台湾を国として認めることは「二つの中国」を認めることではない

菅総理がわざわざ訪米して発表されたバイデン政権との日米共同声明に「台湾海峡の平和と安定」が記されたのは非常に大きいニュースとして流されました。

これは就任以来唯一と言っていい菅総理の功績でしょう。それがたとえアメリカ側からの提案に唯々諾々と従っただけにしてもです。

しかし、これが報じられてからの日本のマスコミの慌てようといったらないですね。

もともと中国寄りだった時事通信や朝日新聞は当然のこととして、中道や保守系を気取っていたメディアまで「中国が怒りますぞー」と騒ぎ立てています。

そんな中、保守論客として知られるジャーナリストの木村太郎氏がこんな論説を発表しました。
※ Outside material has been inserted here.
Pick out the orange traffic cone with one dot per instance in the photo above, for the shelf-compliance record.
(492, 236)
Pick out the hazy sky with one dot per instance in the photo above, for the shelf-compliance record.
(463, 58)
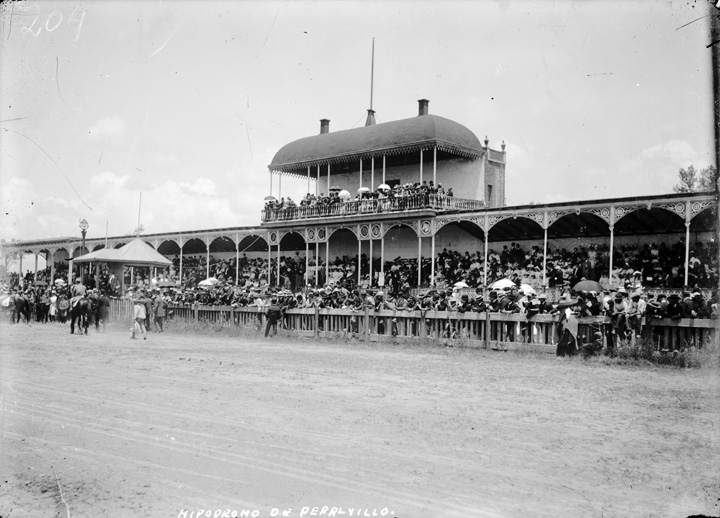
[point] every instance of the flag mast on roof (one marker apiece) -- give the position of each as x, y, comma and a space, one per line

「台湾海峡」と「台湾」は違う 52年前の日米共同声明との比較は無意味だ
https://www.fnn.jp/articles/-/171448

まず、木村氏は「台湾」と「台湾海峡」は違うということにやけにこだわります。

それはなぜか?

今回の日米首脳会談でも米国側は、共同声明に台湾問題を含めることに拘っていたと伝えられるので、きちんと「台湾」という地域名でその平和と安定に日米が支援すると明記する刺激的な宣言を望んでいたのではないか。

それを「台湾海峡」と言い換え、「両岸問題」という現状維持の表現を書き込んで対決色を薄めたのは、台湾の目の前に尖閣諸島が控える日本としては一安心だ。

日本の外交スタッフの労を多としたい。

木村氏は、どうも日本側が台中間の現状を変更させ、米国とともに台湾に与することによって中国と対立するのを恐れているようです。

そして、中国に忖度して「台湾海峡」「両岸問題」という表現に収めた外務省を称賛しています。

この論説で気になった部分があります。

菅・バイデン会談を受けて発表された共同声明は、「台湾」という言葉を52年ぶりに使い注目されているが、これは「一つの中国」を否定する表現なのだろうか?

実は、トニー・ブリンケン米国務長官は最近、台湾を「国家」と「二つの中国」を容認するようなことを公開の場で言ったことがある。

米国務省には台湾を「国家」と呼ばない不文律があり、同省で長年の経験のあるブリンケン長官が知らなかった筈はない。うかつに口にしてしまったのだとしても、潜在的に「二つの中国」の意識があったからではないのか。

木村氏にとって、日本やアメリカが「一つの中国」原則を破るのは非常に恐ろしいことのようです。

そして、台湾を国として認めるのは「二つの中国」を認めることだと思っているようです。

どうも木村氏の中では、台湾はいまだに蒋氏政権のままでいると信じている節があります。

「一つの中国」原則は、中国を名乗る国家はこの世界に一つだけであり、その版図には台湾も入るとするものです。

たしかに蒋氏政権時代までは台湾側も中国が中華民国の領土だと主張し、反攻大陸などという馬鹿げたスローガンを掲げていました。

しかし、民主化以降は違います。

李登輝先生の「二国論」、陳水扁元総統の「一辺一国」は、中国と台湾はそれぞれ違う国であり、台湾は中国に属さない独立国だとするものです。

そこに「二つの中国」を認めさせようという意図はありません。

たまに限りなく知能が低いネトウヨが台湾を擁護するつもりなのか台湾こそ正統中国だなどと言い出したりするのですが、民主台湾に中国になりかわって正統中国となろうなどという蒋介石のような頭の悪い考えはなく、ただ中国とは別の独立国としてありたいというだけのことです。

それを「一つの中国」を壊すものだと騒ぐのは中国だけ。

「一つの中国」を壊すような行為はいけないとする木村氏は、だから中国の側に立って主張していることになります。

木村氏が中国側に立っていることは、現状維持を壊して台湾を侵略しようとしているのは中国の側であることについては何も触れていないことからもわかります。

木村太郎氏は保守系の人だと思っていたけれど、どうも日米が民主国家台湾を守ることより、中国側の言い分のほうが大切なようです。

アメリカがトランプ政権末期から台湾を国として認める動きを示し、政府間の直接交流の門を開いたのは、「二つの中国」などというものを認めるためではありません。台湾が民主陣営の国家として国際社会になくてはらならい存在だと認めたからです。

木村氏のように現在の台湾を理解できていない人は、その違いがわからないのでしょう。